Wanted to share a couple of pictures of some of the work I did in my work van.

I am no, carpenter, an amateur with all the right tools. I thought heck why not.


So please don't judge my bad carpentry skills.



I did plywood floor, some panels and one shelving unit that isnt finish yet.

Most of the material used, was a left over material from the job site.


----------



## Gracobucks (May 29, 2011)

Looks good to me :thumbup:

Might want to put a lip on the shelves to keep stuff from sliding off when you turn.


----------



## Hines Painting (Jun 22, 2013)

Looks decent. That wood is going to add a lot of unnecessary weight though. Unless you are planning on stacking 5's on there 1"x2"s are sufficient for general shelving of that nature, and much, much lighter.


----------



## Damon T (Nov 22, 2008)

Just curious don't they offer a free up-fit shelving deal?


----------



## GHP (Mar 22, 2015)

The vehicle can carry 3900lb, so I'm not worried about extra 150lb. Yes 5'S Will fit there nicley. And the lip is coming as well.

Free up fitting? I don't think so, whole package for my van 3500 plus labor. One shelve 1100 plus labor.

I'll use 2x4 on the other side if I decide I need it done.

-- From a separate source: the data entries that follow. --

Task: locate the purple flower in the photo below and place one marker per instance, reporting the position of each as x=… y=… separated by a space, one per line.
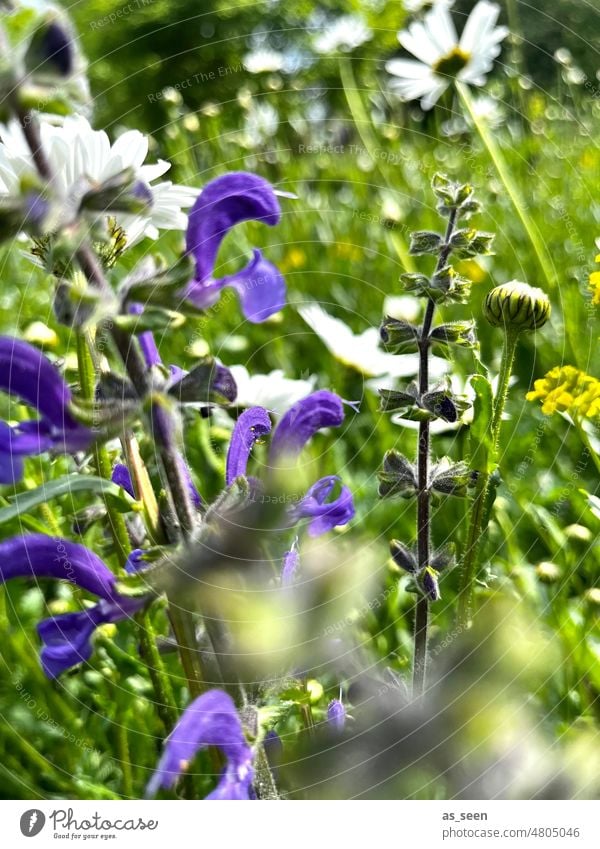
x=66 y=638
x=27 y=374
x=303 y=420
x=210 y=720
x=325 y=515
x=146 y=339
x=120 y=475
x=251 y=426
x=223 y=203
x=336 y=715
x=289 y=568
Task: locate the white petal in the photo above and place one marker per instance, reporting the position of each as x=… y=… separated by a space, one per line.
x=441 y=28
x=408 y=69
x=434 y=94
x=153 y=171
x=417 y=41
x=129 y=151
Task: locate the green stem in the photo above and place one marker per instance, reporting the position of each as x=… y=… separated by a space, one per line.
x=477 y=523
x=87 y=382
x=497 y=157
x=586 y=441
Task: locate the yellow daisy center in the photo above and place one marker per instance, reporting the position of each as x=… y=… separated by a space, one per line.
x=452 y=63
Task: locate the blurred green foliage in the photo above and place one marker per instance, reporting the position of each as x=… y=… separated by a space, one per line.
x=361 y=187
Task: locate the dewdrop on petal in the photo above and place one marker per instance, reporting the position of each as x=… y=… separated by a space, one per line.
x=517 y=306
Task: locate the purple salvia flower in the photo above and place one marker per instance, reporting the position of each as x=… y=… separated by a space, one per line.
x=67 y=637
x=195 y=496
x=26 y=373
x=429 y=583
x=121 y=476
x=41 y=556
x=336 y=715
x=223 y=203
x=325 y=515
x=146 y=340
x=210 y=720
x=152 y=358
x=289 y=568
x=303 y=420
x=252 y=425
x=136 y=561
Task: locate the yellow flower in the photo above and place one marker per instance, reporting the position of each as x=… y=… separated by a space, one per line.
x=565 y=389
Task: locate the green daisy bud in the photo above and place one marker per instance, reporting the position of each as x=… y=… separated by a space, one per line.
x=517 y=305
x=403 y=556
x=397 y=477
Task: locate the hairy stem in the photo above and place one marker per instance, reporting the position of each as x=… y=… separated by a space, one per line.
x=423 y=495
x=477 y=523
x=539 y=248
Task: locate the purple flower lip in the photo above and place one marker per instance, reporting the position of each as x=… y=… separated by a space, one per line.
x=252 y=425
x=41 y=556
x=325 y=515
x=210 y=720
x=27 y=374
x=336 y=715
x=223 y=203
x=66 y=638
x=289 y=568
x=307 y=416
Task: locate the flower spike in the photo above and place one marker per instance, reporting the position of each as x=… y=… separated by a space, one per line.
x=210 y=720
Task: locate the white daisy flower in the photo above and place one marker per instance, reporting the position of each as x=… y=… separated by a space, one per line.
x=273 y=391
x=263 y=61
x=344 y=34
x=414 y=6
x=81 y=156
x=442 y=57
x=361 y=350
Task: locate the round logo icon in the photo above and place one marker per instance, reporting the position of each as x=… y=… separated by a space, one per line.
x=32 y=822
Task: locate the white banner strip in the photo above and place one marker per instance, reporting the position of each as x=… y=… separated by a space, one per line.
x=343 y=825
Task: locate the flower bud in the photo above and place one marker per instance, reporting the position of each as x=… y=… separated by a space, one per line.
x=428 y=584
x=52 y=48
x=517 y=305
x=425 y=242
x=403 y=556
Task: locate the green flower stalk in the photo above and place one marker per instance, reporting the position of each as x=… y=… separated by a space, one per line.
x=516 y=307
x=421 y=402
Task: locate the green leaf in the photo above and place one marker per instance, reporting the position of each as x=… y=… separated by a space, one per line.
x=481 y=429
x=26 y=501
x=593 y=502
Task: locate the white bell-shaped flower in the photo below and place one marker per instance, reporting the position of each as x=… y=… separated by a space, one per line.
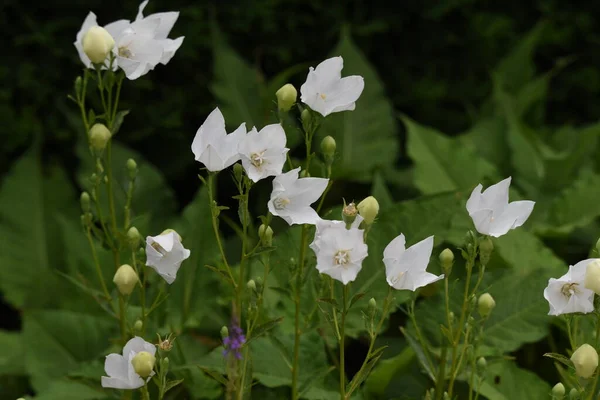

Thank u everyone for your input.


----------



## GHP (Mar 22, 2015)

Still need to finish the lip and couple other things.


----------



## Gracobucks (May 29, 2011)

Good to see the radio will be easy to reach.:yes: Dont want to dig for the most important tool we have.


----------



## daArch (Mar 15, 2008)

Ahhhhhhhh, 

I see a man after my own heart - over engineer, over build. Looks like it will withstand a nuke attack :thumbsup:


At times I wish I learnt metal fabrication. Less weight, less space waste of structural members, and more form fitting to the riduculous contours of a van interior

(I wonder when 3-D printers will be employed for van shelving :thumbup: )


----------



## Gough (Nov 24, 2010)

daArch said:


> Ahhhhhhhh,
> 
> I see a man after my own heart - over engineer, over build. Looks like it will withstand a nuke attack :thumbsup:
> 
> ...


The term we hear in this area is "farmerbuilt", otherwise known as "not much for looks, but Hell for stout."


----------



## jason123 (Jul 2, 2009)

so jealous , my work van still doubles as the family van.


----------